On doit renoncer à la conception essentialiste de la «race» qui a émergé dans un XIXe siècle pétri de scientisme. La «race» n’existe pas «en soi». C’est la société qui l’invente.

Pour s’y retrouver, on doit renoncer à la conception essentialiste de la «race» qui a émergé dans un XIXe siècle pétri de scientisme. La «race» n’existe pas «en soi». C’est la société qui l’invente à partir de traits physiques ou culturels érigés en différence irréductible. Ainsi, aux yeux des islamophobes, les musulmans constituent bien une «race» même si personne n’imagine que les tares qu'on leur attribue trouvent leur origine dans leurs gènes vu leurs origines ethniques multiples et la présence parmi eux de personnes converties appartenant au groupe ethnique majoritaire. Ils sont, de fait, «racisés».

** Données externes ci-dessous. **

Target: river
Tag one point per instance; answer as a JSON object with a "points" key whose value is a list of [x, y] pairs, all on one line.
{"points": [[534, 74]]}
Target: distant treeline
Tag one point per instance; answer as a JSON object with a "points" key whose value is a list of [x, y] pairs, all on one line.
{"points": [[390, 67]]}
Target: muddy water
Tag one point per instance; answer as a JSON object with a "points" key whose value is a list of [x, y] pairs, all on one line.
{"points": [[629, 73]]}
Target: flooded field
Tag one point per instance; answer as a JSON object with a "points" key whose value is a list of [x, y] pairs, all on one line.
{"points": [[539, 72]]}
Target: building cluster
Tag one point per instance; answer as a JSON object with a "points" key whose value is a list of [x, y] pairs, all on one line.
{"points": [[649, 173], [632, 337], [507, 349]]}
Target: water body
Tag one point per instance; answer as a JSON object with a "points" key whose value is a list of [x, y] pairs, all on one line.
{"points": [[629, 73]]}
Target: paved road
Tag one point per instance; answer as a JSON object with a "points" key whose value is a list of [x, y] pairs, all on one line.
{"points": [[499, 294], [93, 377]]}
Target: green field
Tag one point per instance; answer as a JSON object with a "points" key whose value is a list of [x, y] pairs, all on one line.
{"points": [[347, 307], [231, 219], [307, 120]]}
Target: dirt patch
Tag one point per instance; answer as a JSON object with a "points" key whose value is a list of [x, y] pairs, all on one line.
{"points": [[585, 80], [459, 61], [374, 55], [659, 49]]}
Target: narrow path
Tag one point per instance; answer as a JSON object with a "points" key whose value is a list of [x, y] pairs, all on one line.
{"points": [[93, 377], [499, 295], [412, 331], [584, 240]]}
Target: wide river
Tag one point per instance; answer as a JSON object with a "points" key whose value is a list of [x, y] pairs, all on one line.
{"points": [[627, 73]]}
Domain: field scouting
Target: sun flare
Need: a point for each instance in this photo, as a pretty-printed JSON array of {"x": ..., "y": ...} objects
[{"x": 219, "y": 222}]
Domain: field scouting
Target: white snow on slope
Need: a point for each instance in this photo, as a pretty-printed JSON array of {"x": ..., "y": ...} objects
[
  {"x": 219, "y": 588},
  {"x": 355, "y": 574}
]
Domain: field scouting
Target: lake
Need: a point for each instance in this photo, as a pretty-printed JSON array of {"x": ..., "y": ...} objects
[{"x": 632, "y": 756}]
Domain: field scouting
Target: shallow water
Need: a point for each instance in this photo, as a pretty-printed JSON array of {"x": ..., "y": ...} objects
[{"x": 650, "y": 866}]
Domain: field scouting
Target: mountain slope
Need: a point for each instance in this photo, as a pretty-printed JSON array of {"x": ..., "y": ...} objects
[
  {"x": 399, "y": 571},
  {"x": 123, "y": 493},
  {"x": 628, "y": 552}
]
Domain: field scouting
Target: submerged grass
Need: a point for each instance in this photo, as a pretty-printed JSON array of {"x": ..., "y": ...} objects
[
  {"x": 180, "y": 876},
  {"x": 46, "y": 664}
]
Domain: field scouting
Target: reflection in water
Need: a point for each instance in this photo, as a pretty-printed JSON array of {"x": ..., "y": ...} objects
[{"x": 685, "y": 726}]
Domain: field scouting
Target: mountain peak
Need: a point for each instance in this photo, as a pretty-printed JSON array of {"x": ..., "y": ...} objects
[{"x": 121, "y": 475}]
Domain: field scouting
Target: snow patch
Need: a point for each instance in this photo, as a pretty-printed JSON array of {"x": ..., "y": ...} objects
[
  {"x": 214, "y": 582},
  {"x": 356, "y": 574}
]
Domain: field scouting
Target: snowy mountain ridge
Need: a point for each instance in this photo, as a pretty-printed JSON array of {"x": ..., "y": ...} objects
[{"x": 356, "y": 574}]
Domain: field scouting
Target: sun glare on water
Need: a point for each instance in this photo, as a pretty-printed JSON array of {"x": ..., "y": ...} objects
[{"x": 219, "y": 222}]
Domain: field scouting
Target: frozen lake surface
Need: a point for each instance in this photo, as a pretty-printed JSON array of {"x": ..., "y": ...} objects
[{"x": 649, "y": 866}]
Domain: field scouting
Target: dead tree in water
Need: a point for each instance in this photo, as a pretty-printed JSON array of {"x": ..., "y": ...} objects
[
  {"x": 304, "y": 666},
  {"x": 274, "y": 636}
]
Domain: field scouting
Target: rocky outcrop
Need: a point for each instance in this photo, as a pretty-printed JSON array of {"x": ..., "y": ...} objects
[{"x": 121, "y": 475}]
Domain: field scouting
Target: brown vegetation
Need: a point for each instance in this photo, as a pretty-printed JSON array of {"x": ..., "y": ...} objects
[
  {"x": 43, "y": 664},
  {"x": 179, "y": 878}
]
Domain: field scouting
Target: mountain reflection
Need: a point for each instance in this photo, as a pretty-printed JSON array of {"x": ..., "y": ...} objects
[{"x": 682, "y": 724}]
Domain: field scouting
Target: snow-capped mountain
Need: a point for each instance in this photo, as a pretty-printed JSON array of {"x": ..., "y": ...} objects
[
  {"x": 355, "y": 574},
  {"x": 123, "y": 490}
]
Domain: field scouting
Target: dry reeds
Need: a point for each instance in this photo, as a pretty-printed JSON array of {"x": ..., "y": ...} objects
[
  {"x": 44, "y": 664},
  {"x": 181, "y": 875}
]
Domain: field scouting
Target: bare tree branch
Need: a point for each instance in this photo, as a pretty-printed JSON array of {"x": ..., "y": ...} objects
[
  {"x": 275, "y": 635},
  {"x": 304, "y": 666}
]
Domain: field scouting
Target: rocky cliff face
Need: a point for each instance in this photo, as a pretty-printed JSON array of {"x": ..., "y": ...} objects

Prise dans le sens de «race sociale», le prisme de la «race» offre une grille de lecture indispensable pour comprendre les sociétés modernes. «Comme le Capital a produit les classes, le patriarcat, les genres, le colonialisme a produit les races. Si le mot fait peur, se chuchote à peine, la chose, elle, n’en finit pas d’exister et de tisser les rapports sociaux. C’est elle qui cimente les discriminations à l’embauche, à l’avancement, au logement, dans l’accès aux loisirs ou aux instances médiatiques et politiques, dans les pratiques policières et judiciaires, etc. ». À une réserve près [2], je reprends à mon compte ce constat formulé en 2009 par Sadri Khiari, qui fut le théoricien du PIR (Parti des indigènes de la République, France) à ses débuts [3]. Depuis, ce constat est devenu un truisme dans le champ de la recherche universitaire en sciences sociales.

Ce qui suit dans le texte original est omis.